4. Section 60B deals with the issue of information memorandum to the public alone. Therefore the same cannot be used for raising capital through private placements as the said provision is exclusively designed for public book built issues. When a company files an information memorandum under Section 60B, it should apply for listing and therefore has to be treated as a listed public company for the purposes of Section 60B(9) of the Companies Act. Further, Section 60B has to be read together with all other applicable provisions of the Companies Act and cannot be adopted as a separate code by itself for raising funds, without due regard to the scheme and purpose of the Act itself. The same evidently has never been the intention of the Parliament.
5. The two companies, in raising money from the public, in violation of the legal framework applicable to them, have not complied with the elaborate investor protection measures, explained in Paragraph 25 above. This, inter alia, also means that the rigorous scrutiny carried out by SEBI Registered intermediaries on any public issue by a public company have been subverted in the mobilization of huge sums of money from the public, by the two Companies.
6. The two Companies have not executed debenture trust deeds for securing the issue of debenture; failed to appoint a debenture trustee; and failed to create a debenture redemption reserve for the redemption of such debentures.
7. The two Companies have failed to appoint a monitoring agency (a public financial institution or a scheduled commercial bank) when their issue size exceeded `500 cr., for the purposes of monitoring the use of proceeds of the issue. This mechanism is put in place to avoid siphoning of the funds by the promoters by diverting the proceeds of the issue.
8. The two companies failed to enclose an abridged prospectus, containing details as specified, along with their forms.
9. The companies have kept their issues open for more than three years/two years, as the case may be, in contravention of the prescribed time limit of ten working days under the regulations.
10. The two companies have failed to apply for and obtain listing permission from recognized stock exchanges.

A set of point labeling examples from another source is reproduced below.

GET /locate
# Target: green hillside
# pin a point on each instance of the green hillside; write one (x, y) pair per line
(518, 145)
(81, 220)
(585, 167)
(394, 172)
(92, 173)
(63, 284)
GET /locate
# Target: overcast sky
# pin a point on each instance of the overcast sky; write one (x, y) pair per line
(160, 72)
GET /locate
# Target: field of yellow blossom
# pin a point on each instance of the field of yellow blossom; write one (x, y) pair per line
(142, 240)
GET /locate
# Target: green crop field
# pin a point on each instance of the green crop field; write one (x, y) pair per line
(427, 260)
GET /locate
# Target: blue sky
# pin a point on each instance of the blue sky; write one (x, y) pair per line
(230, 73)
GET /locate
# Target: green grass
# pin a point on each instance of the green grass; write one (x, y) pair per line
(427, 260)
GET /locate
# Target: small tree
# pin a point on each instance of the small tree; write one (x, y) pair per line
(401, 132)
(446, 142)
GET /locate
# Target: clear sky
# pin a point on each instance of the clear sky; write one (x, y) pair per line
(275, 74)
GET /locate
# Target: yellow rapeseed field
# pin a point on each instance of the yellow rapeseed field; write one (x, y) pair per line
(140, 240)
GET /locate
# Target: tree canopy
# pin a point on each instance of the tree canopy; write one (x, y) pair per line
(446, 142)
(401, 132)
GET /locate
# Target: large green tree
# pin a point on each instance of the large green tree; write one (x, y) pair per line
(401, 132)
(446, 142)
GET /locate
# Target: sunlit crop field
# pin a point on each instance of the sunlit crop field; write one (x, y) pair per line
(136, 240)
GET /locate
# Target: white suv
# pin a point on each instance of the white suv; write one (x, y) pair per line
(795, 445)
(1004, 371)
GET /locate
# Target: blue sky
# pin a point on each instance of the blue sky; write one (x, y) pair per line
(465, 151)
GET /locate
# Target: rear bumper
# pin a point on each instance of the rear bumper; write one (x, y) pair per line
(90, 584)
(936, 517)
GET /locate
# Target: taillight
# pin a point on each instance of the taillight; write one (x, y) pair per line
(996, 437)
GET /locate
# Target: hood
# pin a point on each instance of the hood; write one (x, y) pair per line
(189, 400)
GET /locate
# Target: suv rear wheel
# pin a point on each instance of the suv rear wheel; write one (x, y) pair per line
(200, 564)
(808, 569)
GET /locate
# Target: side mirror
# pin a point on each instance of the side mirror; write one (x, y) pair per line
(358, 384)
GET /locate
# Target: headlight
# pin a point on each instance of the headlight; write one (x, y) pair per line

Although the case involved an egregious set of facts, the SEBI order leaves no stone unturned in establishing the case of violation on the part of the Sahara companies. Despite being an order of first instance by a regulatory authority, it is replete with in-depth judicial analysis of various concepts under corporate and securities laws, including the meaning and scope of financial instruments such as OFCDs, debentures and hybrid securities, and the interpretation of various provisions of the Companies Act and Securities Contracts (Regulation) Act, all of which have been supported by relevant case law.